They might be getting cracked due to the bad frosts. It really is a rubbish time of year for sending hatching eggs.
Candled my eggs last night and we have about 45% still alive and kicking, a few clears, a few stopped but a fair few cracked ones. ARGH.


----------



## adamntitch (Jun 17, 2007)

Dee_Williams said:


> They might be getting cracked due to the bad frosts. It really is a rubbish time of year for sending hatching eggs.
> Candled my eggs last night and we have about 45% still alive and kicking, a few clears, a few stopped but a fair few cracked ones. ARGH.


to be honist i won them on ebay for 99p think the guy just chucked all the cracked and older eggs in the 2nd lot are in better condition so heres hopeing


----------



## pigglywiggly (Jul 19, 2008)

DeanEgo said:


> ah cool thanks for the advice, i did notice a lot use either poly boxes, also people use trays/egg boxes with cotton wool, would you go for those?
> 
> again, cheers for the heads up


polyboxes are cheap to post, in my experience the eggs dont travel well in them. i wonder if they get too hot in them?

i`ve always posted eggs by wrapping each in a sheet of kitchenroll, then into a normal egg box, then bubble wraped and into a padded envelope.
6 cost about £3-50 to post

not have any arrive broken, and everyone has has decent hatch rates, a few 6/6`s too.

i`d probly wait till march at least to buy hatching eggs, the cold weather dosnt help fertility?


----------



## Dee_Williams (Aug 15, 2010)

adamntitch said:


> to be honist i won them on ebay for 99p think the guy just chucked all the cracked and older eggs in the 2nd lot are in better condition so heres hopeing


ahhh not good then. stupid to do that as it just gets you a bad reputation. 



pigglywiggly said:


> polyboxes are cheap to post, in my experience the eggs dont travel well in them. i wonder if they get too hot in them?
> 
> i`ve always posted eggs by wrapping each in a sheet of kitchenroll, then into a normal egg box, then bubble wraped and into a padded envelope.
> 6 cost about £3-50 to post
> ...


I always post my eggs in polyboxes, unless otherwise requested. As far as I am aware we have had no problems with fertility and eggs have always travelled well. It is just down to personal preference I guess.  

cold weather is really bad for fertility. It doesn't matter how fertile your birds are, the cold knocks the fertility off the eggs once laid.


----------



## adamntitch (Jun 17, 2007)

well still just one chick out eek poor we things so alone


----------



## Pro Mantis (Apr 7, 2007)

adamntitch said:


> well still just one chick out eek poor we things so alone


Aww CPQ are cute I used to have some.  Are you gonna keep them or sell them when they grow up?


----------



## adamntitch (Jun 17, 2007)

Pro Mantis said:


> Aww CPQ are cute I used to have some.  Are you gonna keep them or sell them when they grow up?


 
by the way things are looking al only have one chick from this lot so will be buying in more 

but yeah al be keeping them the other stuff i hatch i ether give away or sell lol


----------



## Mynki (Mar 24, 2010)

My 'jumbo' coturnix started hatching yesterday which was a bit suprising as the eggs have only been in the incy for 15 days.
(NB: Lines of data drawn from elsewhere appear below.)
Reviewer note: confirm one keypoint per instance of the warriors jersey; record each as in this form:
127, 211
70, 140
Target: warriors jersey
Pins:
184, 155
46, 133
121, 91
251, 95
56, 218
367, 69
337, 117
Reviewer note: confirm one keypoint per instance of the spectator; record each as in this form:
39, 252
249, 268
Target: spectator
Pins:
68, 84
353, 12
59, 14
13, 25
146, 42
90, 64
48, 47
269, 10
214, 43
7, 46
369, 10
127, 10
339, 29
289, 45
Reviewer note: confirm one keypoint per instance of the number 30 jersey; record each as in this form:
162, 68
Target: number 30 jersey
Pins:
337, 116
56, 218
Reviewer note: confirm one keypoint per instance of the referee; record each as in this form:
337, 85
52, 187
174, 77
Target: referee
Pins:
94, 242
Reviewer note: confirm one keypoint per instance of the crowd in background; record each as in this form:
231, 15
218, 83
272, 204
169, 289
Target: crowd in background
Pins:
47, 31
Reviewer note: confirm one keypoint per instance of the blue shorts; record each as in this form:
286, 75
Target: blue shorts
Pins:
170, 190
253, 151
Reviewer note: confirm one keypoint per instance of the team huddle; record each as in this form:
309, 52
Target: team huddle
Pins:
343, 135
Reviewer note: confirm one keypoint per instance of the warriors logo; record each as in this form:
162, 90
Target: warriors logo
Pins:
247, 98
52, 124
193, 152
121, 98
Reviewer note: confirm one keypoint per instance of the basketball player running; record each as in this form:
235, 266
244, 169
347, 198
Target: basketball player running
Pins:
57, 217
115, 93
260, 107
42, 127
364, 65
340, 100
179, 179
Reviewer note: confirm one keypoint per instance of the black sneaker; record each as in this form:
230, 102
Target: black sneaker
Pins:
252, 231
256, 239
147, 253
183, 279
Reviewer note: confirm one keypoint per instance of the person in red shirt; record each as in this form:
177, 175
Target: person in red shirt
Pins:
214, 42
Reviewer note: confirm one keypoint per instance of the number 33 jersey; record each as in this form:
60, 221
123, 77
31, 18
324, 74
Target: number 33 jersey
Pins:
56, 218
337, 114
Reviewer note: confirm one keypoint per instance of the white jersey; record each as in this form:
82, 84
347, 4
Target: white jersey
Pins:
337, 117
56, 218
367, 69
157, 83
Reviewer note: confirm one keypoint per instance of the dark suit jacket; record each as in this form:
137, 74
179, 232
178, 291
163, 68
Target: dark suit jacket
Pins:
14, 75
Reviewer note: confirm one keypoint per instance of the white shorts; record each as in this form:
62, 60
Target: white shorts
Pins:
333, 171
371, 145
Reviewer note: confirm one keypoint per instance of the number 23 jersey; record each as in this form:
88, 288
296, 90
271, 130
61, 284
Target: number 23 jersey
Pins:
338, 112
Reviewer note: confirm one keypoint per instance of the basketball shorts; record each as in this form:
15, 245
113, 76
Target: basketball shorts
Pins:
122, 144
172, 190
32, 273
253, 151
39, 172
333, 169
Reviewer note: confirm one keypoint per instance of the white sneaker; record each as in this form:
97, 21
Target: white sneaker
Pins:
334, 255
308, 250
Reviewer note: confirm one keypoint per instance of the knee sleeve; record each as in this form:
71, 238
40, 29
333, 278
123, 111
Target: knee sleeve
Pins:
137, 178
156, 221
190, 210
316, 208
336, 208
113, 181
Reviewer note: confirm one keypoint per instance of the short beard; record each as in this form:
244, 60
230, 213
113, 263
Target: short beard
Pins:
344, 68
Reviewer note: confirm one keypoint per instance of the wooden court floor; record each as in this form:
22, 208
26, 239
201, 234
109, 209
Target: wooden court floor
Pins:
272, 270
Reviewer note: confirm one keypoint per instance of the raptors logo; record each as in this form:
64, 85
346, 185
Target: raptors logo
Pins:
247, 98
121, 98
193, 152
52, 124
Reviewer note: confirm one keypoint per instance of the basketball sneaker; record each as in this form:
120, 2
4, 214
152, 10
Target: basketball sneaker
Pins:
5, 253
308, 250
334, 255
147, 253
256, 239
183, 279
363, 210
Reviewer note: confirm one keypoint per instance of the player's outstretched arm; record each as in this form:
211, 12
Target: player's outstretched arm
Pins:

Out of 40 I've had 10 hatch so far and five pipping as we speak. So I may get a reasonable hatch rate out of this batch hopefully.


----------



## adamntitch (Jun 17, 2007)

i had 5 cpq hatch but 3 died for 40 eggs was a crap seller i think so i have set 40 jap eggs from my own birds will see how they do 


good luck with the rest of yours


----------



## martyb (Sep 5, 2007)

I bought cpq of ebay, it was buy 12 and get 6 extra free and so far 14 out of the 18 have hatched,well pleased with the result. I shall just wait now and see if the other 4 hatch.:2thumb:


----------



## Mynki (Mar 24, 2010)

I've now got 20 live and had one dead in the shell as it couldn't mae it out overnight. It looked very weak though. Will see if any more arrive over the next day or two. Good luck to everyone else.


----------